La Red Consular de México reportó graves condiciones de hacinamiento en los centros de detención del Servicio de Inmigración y Control de Aduanas (ICE). Los cónsules acudieron a dichos lugares por orden directa de la presidenta Claudia Sheinbaum, luego de que se reportara el fallecimiento de al menos 15 connacionales que se encontraban detenidos en estos centros.
El 15 de abril la Presidenta ordenó a la red realizar visitas diarias a los centros de detención para supervisar las condiciones bajo las que se encontraban los mexicanos detenidos por ICE y para garantizar los derechos humanos de los connacionales.
Tras fortalecer sus visitas, los cónsules advirtieron que en los centros existen condiciones de escasa atención médica, ambientes insalubres y un retraso en los procesos de deportación de los migrantes a México.
Después de la instrucción de Claudia Sheinbaum, se realizaron más de 220 visitas a los centros de ICE en los que se encuentran detenidos los migrantes mexicanos, esto permitió dibujar un panorama más amplio de las condiciones bajo las que se encuentran todos los connacionales. De acuerdo con la información, actualmente hay más de 170 mil mexicanos bajo custodia de ICE.
Los cónsules mexicanos reportaron que en el centro Otay Mesa, de California, existen deficiencias estructurales persistentes, en las que se incluye la falta de atención médica, alimentación insuficiente e infraestructura precaria.
Entre otro de los hallazgos de la Red Consular, se observó que el tiempo en el que una persona se mantiene detenida en los centros de ICE se extendió hasta 44 días, lo que superó los límites previos a los que ahora se marcan en las exenciones legales que entraron en vigor en 2025. Esto ha impactado de manera negativa en la salud psicológica y física de los detenidos.

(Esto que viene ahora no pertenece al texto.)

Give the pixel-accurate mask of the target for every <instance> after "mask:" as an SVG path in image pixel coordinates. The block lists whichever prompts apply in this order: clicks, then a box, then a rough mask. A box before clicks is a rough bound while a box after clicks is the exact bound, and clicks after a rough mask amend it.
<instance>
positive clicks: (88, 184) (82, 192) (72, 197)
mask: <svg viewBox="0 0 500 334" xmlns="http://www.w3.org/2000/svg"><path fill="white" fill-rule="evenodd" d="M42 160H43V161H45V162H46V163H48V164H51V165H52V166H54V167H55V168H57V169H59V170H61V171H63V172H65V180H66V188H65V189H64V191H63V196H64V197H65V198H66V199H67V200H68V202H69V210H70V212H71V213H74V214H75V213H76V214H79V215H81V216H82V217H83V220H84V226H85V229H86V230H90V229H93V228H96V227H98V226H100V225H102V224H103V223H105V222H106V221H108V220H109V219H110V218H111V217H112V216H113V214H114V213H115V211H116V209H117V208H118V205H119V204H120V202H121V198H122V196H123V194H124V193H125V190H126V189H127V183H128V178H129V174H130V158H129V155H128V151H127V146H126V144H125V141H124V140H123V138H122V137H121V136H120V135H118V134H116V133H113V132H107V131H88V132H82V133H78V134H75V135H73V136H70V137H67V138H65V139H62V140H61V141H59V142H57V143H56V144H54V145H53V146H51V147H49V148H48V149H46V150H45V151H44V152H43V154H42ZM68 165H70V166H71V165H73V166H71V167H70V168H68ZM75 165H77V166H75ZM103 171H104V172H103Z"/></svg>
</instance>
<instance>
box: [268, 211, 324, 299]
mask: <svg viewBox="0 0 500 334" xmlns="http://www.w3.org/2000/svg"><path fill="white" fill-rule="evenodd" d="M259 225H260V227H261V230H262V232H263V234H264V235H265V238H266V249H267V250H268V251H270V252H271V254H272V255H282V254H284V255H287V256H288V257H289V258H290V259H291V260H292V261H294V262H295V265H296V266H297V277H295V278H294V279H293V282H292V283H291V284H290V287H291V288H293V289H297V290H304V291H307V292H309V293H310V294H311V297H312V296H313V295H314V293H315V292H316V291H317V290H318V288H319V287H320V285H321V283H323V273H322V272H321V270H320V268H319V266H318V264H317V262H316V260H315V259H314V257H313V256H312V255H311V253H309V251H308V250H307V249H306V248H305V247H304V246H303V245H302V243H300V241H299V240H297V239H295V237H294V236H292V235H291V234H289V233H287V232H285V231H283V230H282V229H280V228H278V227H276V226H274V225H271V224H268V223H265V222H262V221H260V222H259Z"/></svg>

Por otro lado, se dio a conocer que una gran parte de los mexicanos detenidos no tienen antecedentes criminales, por lo que se desmintió las versiones oficiales del Gobierno de Estados Unidos sobre que ICE ha priorizado la detención de “perfiles peligrosos”.
Sobre el estado de salud de los detenidos, informaron que hay personas que padecen de enfermedades crónicas, como hipertensión y diabetes, que no se lo han informado a las autoridades por temor a tener represalias; por lo que no han tenido seguimiento médico.
Además reportaron una preocupación especial sobre la estancia de mujeres embarazadas en los centros, pues tampoco han tenido seguimiento sobre su embarazo mientras permanecen detenidas por ICE.
Por último resaltaron que la separación familiar que han enfrentado los migrantes también ha tenido un impacto negativo en los detenidos, pues les ha desencadenado daños psicológicos especialmente a menores de edad que son separados de sus padres o familias, en general.
La visitas de los cónsules a los centros de detención de ICE responden al aumento de fallecimientos de mexicanos en dichos lugares, el último caso reportado ocurrió el 11 de abril en el Centro Correccional de Winn en Luisiana. Se dio a conocer que un connacional fue hallado sin signos vitales en su celda y al ser trasladado a un hospital se confirmó su muerte.
El Gobierno mexicano ha reiterado su preocupación por los 15 fallecidos detenidos en estos centros y la importancia de que se esclarezcan los hechos ocurridos que derivaron en la muerte de los mexicanos.